The current South African flag is a new one which replaced the original flag that was in use since 1928. Taken from the designs of Frederick Brownell (State Herald), the current national flag is now the symbol of South Africa’s new democracy. The whole design of the flag symbolizes the convergence of both the South African’s past and future.
The flag has four colors; red, blue, green, black, white and yellow. The African flag is composed of one red and blue stripe (of the same width) placed on the upper portion and lower portion, respectively. Both colors are divided in the center by a horizontal Y-shaped green stripe which opens into a black-colored isosceles triangle on the left portion. A tiny yellow stripe forming the same shape as the triangle serves as a division between the Y-shape and the triangle. All the colors red, green and blue are separated by a narrow stripe of white.

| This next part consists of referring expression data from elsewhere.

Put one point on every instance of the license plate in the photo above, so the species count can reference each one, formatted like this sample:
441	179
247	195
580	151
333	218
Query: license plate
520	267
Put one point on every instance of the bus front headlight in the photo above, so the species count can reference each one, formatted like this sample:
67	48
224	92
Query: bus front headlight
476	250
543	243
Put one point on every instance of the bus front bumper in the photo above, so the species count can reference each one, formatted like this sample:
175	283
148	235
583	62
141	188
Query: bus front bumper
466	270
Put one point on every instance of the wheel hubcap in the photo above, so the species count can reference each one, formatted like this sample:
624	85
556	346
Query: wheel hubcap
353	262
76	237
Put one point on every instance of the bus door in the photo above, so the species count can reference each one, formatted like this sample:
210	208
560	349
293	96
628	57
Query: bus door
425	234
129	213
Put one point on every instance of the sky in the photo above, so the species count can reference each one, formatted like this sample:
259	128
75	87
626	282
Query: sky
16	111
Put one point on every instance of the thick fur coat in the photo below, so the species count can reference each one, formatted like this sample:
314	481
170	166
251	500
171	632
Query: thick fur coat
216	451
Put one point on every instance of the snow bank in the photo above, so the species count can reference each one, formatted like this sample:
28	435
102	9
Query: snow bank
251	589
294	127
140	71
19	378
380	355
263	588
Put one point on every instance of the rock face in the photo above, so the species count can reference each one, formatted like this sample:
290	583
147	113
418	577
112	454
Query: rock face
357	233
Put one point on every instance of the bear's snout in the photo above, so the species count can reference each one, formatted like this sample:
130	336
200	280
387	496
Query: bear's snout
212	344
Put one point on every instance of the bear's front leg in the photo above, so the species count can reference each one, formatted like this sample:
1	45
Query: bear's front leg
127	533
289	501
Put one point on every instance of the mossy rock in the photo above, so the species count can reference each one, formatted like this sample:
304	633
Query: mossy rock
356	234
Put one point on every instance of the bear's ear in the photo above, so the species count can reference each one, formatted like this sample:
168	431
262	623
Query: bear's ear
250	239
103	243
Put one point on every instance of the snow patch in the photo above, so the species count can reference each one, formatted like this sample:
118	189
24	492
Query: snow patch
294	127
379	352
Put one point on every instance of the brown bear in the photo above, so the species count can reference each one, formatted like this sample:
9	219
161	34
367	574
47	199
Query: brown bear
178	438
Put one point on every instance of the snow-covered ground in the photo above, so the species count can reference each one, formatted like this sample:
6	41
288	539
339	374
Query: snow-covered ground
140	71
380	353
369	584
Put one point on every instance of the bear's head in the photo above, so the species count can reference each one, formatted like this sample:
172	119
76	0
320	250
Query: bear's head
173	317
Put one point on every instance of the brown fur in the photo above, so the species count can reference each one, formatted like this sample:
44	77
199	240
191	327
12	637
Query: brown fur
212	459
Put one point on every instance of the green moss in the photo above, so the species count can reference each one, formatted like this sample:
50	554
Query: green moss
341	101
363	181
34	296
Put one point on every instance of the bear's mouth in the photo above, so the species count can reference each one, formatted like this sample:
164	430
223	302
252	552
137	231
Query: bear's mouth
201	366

The principal colors and design of the African flag all have meaningful representations in the history of South Africa. But while other countries attach personalized meanings to the symbols and colors of their respective flags, the colors of the South Africa flag do not have official interpretations. The black, green and gold appearing in the new flag had once been integrated into the flags of South African Liberation movements. They symbolize the black population. Likewise, the colors green, blue, red and white, which signify the white population, have British, Dutch and Boer undertones. It is also believed that the Y-shape green stands for the unity of the African ethnic minorities and its bright future ahead toward a united South Africa.
The present South African flag was approved as the new national flag of South Africa at the commencement of its 1994 general election. What is most unique about the flag is that it is the only flag in the world containing six colors as the primary colors.